While the BOJ likely has its eyes set on ending negative rates, four people familiar with the central bank's thinking said there were plenty of benefits to holding fire at least until its April 25-26 meeting.
Surveys and comments from business lobbies have shown an increasing chance Japan's spring wage hikes will be above last year's 30-year high 3.58% for major firms - a key prerequisite Ueda has set for exiting ultra-loose monetary policy, which is an outlier among major central banks.
Many BOJ policymakers want to check whether the increases will become more widespread and prod companies to pass on higher labour costs via price hikes, particularly for services, the sources told Reuters.
That is in line with a Reuters poll of analysts, who unanimously forecast the BOJ would keep its short-term interest rate target at minus 0.1% and that for the 10-year government bond yield around 0% at the two-day meeting ending on Tuesday. Ueda will hold a press conference after the decision. Those usually start around 0630 GMT.
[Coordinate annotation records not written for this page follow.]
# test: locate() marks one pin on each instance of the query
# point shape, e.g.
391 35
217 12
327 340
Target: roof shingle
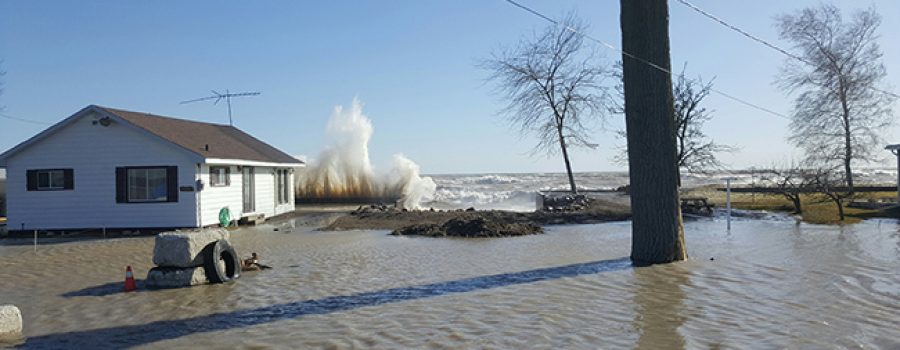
206 139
With easing cost-push pressure slowing inflation back towards its 2% target, the BOJ can afford to await more data, such as the outcome of the annual wage talks between big firms and unions in mid-March, said the sources, asking not to be identified because of the sensitivity of the matter.
NO 'RUSH TOWARDS THE EXIT'
"The possibility of the BOJ being behind the curve in addressing inflationary risks is small, one source said, echoing the view of two others. "There's no pressure to rush towards the exit," another source said.
In quarterly projections due after the meeting, the BOJ board is expected to cut its core inflation estimate for the fiscal year starting in April but roughly maintain its forecast for trend inflation to stay near 2% in coming years, sources have told Reuters.
With inflation running above the BOJ's 2% target for more than a year, many market players expect the bank to start phasing out its massive stimulus this year.
But investors trimmed bets of a January tightening after a New Year Day's earthquake devastated parts of central Japan and Ueda said in a recent interview that he was in no rush to unwind ultra-loose policy.
Among the reasons the BOJ could wait at least until April is that the board will publish its initial forecasts for fiscal 2026 after that meeting, which could help justify a policy shift by predicting long-run inflation of around 2%.
In addition to the wage talks, the bank would also be able to take into account the economic and market fallout from a possible interest rate cut by the U.S. Federal Reserve.
Former BOJ executive Eiji Maeda expects the BOJ to end negative rates in April if it foresees inflation staying around its 2% target through fiscal 2026.
"We're clearly seeing changes in Japan's price moves", with Japan shaking off a 25-year-old deflationary mindset, Maeda said. "A sustainable, domestically driven rise in inflation is already kicking off."